Patient 1. (A) Posttraumatic ankylosis of left temporomandibular joint. (B) After lysis of ankylosis, a gap of about 5 mm is created. (C) The skull base and the condylar head have been lined with collagen scaffolds seeded with chondrocytes. They are attached to the bone with resorbable polylactide pins. (D) A 1-mm silicone sheet is interposed and attached to the lateral glenoid fossa with titanium pins. (E) Removal of the silicone sheet after 4 months. (F) View of the joint space after the removal of the sheet. Vascularized tissue covering the condylar head and the skull base is visualized.
Fig. 3.
Maximum incisal opening (MIO) in mm of patients 1-6 followed up to 144 months. The black square (■) indicates preoperative MIO, the white triangle (Δ) indicates maximum forced intraoperative MIO, and the black triangles (▴) indicate MIO at different follow-up times.

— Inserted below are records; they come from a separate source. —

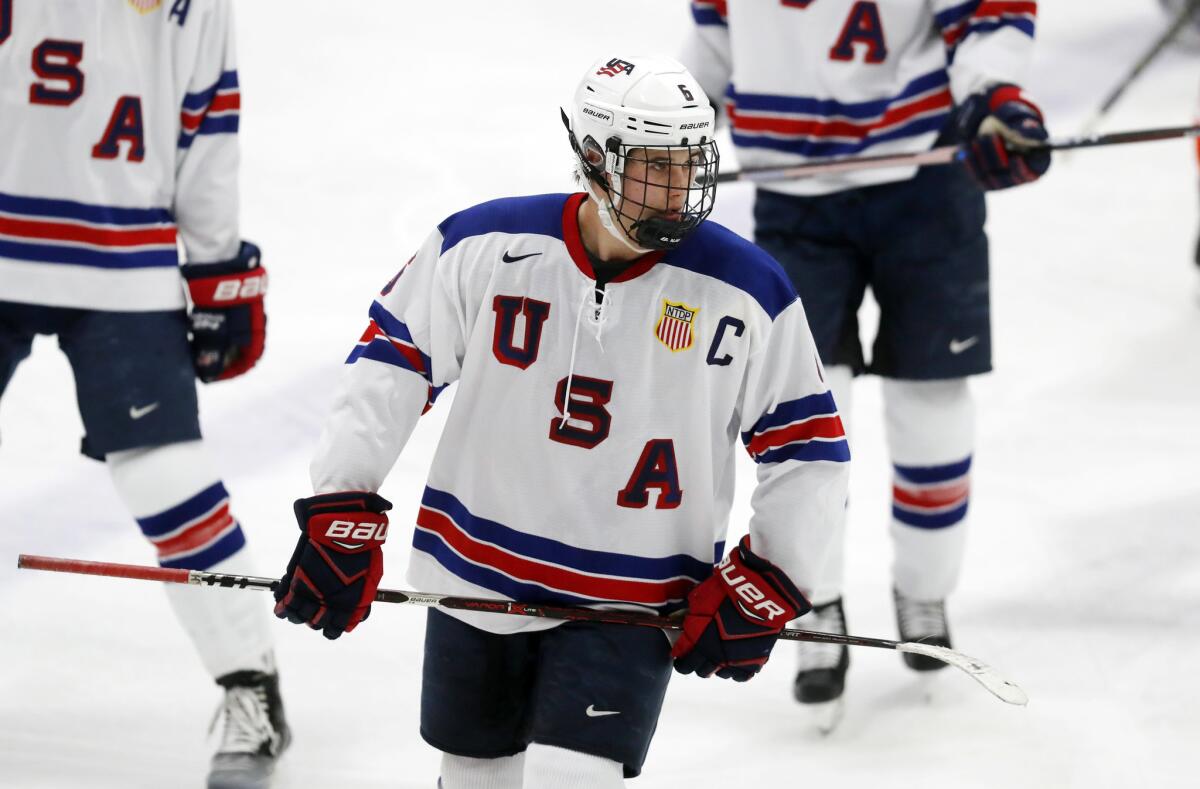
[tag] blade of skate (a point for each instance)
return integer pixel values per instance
(979, 672)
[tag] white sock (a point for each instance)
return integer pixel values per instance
(183, 509)
(465, 772)
(552, 768)
(828, 583)
(930, 428)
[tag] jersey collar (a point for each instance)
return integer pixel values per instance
(574, 242)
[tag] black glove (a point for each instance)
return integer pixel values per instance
(1002, 130)
(736, 615)
(335, 570)
(228, 320)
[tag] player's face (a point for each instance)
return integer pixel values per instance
(655, 182)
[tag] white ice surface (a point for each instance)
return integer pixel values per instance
(364, 125)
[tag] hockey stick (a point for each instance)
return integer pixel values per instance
(947, 154)
(1156, 48)
(982, 673)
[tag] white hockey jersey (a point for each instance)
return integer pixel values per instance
(119, 137)
(813, 79)
(588, 453)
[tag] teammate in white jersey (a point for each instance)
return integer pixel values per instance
(119, 132)
(611, 345)
(807, 80)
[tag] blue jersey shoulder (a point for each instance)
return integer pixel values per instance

The next step was outlining the size of the areas on the skull base and condylar head that should be covered with the chondrocyte-seeded scaffold. Metal sheets tailored out of the packaging of suturing materials were trimmed to the desired shape, and equine collagen scaffolds (TissuFleece E, 7 × 3 cm, Resorba, Nürnberg, Germany, distributed by Baxter, Vienna, Austria) were tailored accordingly (Figure 4A). Then the pellet of chondrocytes was dispersed in a stabilized fibrinogen solution provided by IGO and spread on the two scaffolds with the aid of a syringe and an 18-G cannula. Stabilization of the commercially available fibrin glue (Immuno, Vienna, Austria) was achieved by adding 8500-IE/mL aprotinin (Bayer, Leverkusen, Germany) and 15 mg/mL tranexamic acid (Pharmacia, Stockholm, Sweden) to the solution. The collagen scaffolds were soaked with the cell suspension, and the construct was stabilized by adding the second component of the fibrin glue, a stabilized thrombin solution (Figures 4B and 4C). After reaction of the two components, the construct was transferred to the joint. First the articulating surface of the skull base was covered, and the construct was fixed to the zygomatic arch and the articular eminence with the aid of resorbable membrane nails (Resor-Pin, Geistlich Biomaterials, Wolhusen, Switzerland) or with Sonic Weld pins (KLS Martin Co., Tuttlingen, Germany) (Figure 2C). Then the construct on the skull base was secured by a 1-mm-thick silicone sheet (Bess Rhino silicone sheeting unrestricted 50 × 70 × 1 mm, Bess Medizintechnik, Berlin, Germany) that also had been tailored to fit into the joint gap. We fixed this sheet with titanium nails (Frios Dentsply, Germany) firmly to the zygomatic arch (Figure 2D). The rationale for temporarily interpositioning this alloplastic material was to prevent shearing of the scaffolds from the bone surface and allow immediate load and function. The last step of the MACT procedure was covering the condylar head with a cell-seeded collagen matrix and fixing this matrix to the anterior, lateral, and posterior aspects of the condylar head. Then the surgical wound was closed in layers, leaving the tip of a small-sized drain close to the joint. This drain was removed the following day. Intensive physiotherapy started between the third and the seventh day after surgery. No postoperative surgical complications were observed in any of the patients.
Fig. 4.
Preparation of the collagen scaffold. (A) The scaffold is cut according to the shape of a template representing the size of the area that should be covered with cartilage. (B) Chondrocytes dispersed in stabilized fibrinogen are spread to both sides of the scaffold. (C) The construct is stabilized by spreading stabilized thrombin solution to its surfaces.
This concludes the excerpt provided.